Pulling out a full node with child nodes using XPath

2022-12-08 17:07 问答作者：

I'm using XPath to select an section from an HTML 开发者_如何学Gopage. However when I use XPath to extract the node, it correctly selects only the text surrounding the HTML tags and not the HTML tags themselves.

Sample HTML

<body>
    <div>
      At first glance you may ask, &#8220;what <i>exactly</i>
      do you mean?&#8221; It means that we want to help <b>you</b> figure...
    </div>
</body>

I have the following XPath

/body/div

I get the following

At first glance you may ask, “what do you mean?” It means that we want to help figure...

I want

At first glance you may ask, “what exactly do you mean?” It means that we want to help you figure...

If you notice in the Sample HTML there is a  and  HTML tags in the content. The words within those tags are "lost" when I extract the content.

I'm using SimpleXML in PHP if that makes a difference.

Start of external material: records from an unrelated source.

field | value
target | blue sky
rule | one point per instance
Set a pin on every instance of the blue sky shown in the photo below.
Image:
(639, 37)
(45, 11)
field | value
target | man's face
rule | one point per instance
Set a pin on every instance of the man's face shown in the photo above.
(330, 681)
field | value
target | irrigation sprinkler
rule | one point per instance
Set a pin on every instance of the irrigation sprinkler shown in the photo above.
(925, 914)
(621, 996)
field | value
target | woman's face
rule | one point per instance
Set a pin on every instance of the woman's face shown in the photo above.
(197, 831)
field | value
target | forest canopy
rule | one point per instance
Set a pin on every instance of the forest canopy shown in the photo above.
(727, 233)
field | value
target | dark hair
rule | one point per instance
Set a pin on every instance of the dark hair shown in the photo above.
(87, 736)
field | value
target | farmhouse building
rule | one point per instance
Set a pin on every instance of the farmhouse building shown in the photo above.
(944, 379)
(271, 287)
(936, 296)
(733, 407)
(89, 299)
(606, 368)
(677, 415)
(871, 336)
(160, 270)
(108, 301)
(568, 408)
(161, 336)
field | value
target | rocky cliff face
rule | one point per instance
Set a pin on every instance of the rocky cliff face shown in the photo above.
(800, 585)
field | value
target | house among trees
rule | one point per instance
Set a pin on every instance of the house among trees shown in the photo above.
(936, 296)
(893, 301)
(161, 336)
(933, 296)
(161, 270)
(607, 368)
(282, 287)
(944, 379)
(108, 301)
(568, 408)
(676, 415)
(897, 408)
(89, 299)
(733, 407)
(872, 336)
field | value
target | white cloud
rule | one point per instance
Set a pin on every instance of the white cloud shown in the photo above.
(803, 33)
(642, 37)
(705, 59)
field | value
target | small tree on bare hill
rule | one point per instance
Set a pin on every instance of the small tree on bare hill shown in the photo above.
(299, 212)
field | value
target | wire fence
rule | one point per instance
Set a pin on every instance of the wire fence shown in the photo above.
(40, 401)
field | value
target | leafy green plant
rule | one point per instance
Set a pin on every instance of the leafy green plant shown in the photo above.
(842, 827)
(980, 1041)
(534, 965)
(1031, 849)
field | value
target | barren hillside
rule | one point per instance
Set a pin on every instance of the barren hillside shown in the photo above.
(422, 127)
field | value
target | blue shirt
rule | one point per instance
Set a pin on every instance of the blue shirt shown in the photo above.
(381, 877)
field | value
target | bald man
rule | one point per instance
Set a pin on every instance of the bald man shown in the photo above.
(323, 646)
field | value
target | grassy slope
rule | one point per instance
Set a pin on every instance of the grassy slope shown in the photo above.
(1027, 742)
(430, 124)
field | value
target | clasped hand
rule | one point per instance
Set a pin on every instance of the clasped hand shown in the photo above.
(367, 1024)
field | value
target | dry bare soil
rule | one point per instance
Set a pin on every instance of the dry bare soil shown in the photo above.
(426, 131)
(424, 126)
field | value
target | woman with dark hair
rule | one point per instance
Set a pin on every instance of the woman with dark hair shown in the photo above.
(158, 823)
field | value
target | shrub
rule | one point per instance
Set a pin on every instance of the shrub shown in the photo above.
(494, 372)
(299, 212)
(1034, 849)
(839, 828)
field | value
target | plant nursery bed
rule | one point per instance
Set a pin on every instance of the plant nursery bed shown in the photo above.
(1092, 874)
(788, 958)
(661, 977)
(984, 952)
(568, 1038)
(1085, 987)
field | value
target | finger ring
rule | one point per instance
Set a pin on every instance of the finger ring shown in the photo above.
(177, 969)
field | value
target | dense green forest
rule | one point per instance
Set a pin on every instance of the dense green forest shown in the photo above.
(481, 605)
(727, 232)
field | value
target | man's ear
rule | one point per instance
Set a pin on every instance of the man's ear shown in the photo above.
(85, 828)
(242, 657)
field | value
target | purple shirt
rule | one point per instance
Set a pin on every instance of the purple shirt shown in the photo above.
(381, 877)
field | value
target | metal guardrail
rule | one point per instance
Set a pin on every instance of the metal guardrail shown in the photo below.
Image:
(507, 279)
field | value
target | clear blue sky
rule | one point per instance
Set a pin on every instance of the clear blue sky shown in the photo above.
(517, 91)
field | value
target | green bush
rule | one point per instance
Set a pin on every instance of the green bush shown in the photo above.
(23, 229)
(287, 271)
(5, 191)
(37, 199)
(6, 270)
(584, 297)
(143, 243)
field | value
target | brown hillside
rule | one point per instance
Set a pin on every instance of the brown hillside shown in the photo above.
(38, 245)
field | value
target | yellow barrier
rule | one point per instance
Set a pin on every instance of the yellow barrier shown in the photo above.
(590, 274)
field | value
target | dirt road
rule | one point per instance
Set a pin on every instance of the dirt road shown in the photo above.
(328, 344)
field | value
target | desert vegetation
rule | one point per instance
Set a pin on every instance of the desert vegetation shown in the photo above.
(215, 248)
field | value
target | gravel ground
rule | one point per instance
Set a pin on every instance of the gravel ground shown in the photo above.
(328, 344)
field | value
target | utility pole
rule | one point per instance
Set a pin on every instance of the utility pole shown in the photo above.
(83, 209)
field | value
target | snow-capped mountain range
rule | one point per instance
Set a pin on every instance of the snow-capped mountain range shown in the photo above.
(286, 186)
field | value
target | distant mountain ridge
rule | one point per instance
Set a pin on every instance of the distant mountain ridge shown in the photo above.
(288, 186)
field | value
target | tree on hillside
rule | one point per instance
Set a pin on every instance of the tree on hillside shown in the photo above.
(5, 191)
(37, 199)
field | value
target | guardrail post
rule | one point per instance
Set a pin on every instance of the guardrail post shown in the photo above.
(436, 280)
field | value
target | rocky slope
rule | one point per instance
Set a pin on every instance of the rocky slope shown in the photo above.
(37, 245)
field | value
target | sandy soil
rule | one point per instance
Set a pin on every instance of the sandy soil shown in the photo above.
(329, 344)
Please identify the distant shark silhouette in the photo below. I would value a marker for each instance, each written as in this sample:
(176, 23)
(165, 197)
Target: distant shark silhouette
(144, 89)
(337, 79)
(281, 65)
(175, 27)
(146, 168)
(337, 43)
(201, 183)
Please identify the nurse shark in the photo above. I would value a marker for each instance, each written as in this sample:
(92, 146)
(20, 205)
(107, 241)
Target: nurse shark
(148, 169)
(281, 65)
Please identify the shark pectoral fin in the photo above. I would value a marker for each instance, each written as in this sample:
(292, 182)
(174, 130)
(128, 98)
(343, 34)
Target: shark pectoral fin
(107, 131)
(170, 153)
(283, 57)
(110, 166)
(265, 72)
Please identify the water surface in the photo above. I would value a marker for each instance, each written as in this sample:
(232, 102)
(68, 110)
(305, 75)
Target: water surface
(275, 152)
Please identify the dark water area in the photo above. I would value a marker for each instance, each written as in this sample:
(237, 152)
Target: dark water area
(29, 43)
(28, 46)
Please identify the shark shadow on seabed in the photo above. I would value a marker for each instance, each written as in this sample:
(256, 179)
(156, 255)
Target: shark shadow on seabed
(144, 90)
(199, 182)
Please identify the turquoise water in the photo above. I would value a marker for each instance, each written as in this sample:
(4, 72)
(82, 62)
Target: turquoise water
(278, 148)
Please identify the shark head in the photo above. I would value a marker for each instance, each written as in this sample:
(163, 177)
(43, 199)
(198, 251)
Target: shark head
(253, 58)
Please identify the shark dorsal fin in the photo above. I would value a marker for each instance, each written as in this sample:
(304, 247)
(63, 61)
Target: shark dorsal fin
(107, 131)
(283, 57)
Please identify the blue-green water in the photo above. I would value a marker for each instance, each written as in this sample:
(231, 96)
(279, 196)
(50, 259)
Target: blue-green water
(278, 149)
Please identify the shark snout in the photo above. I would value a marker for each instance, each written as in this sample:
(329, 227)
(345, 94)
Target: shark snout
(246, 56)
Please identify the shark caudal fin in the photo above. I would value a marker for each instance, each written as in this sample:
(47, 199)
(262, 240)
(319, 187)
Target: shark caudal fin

Your XPath is fine, though you can remove the final /. as that's redundant:

/atom/content

All of the HTML is inside of a <![CDATA ]]> section so in the XML DOM you actually only have text there. The  and  tags will not be parsed as tags but will just show up as text. Using a CDATA section is exactly the same as if your XML were written like this:

<atom>
    <content>
      At first glance you may ask, &amp;#8220;what &lt;i&gt;exactly&lt;/i&gt;
      do you mean?&amp;#8221; It means that we want to help &lt;b&gt;you&lt;/b&gt; figure...
    </content>
</atom>

So, it's whatever you're doing with the <content> element afterwards that's dropping those tags. Are you later parsing the text as HTML, or running it through a filter, or something like that?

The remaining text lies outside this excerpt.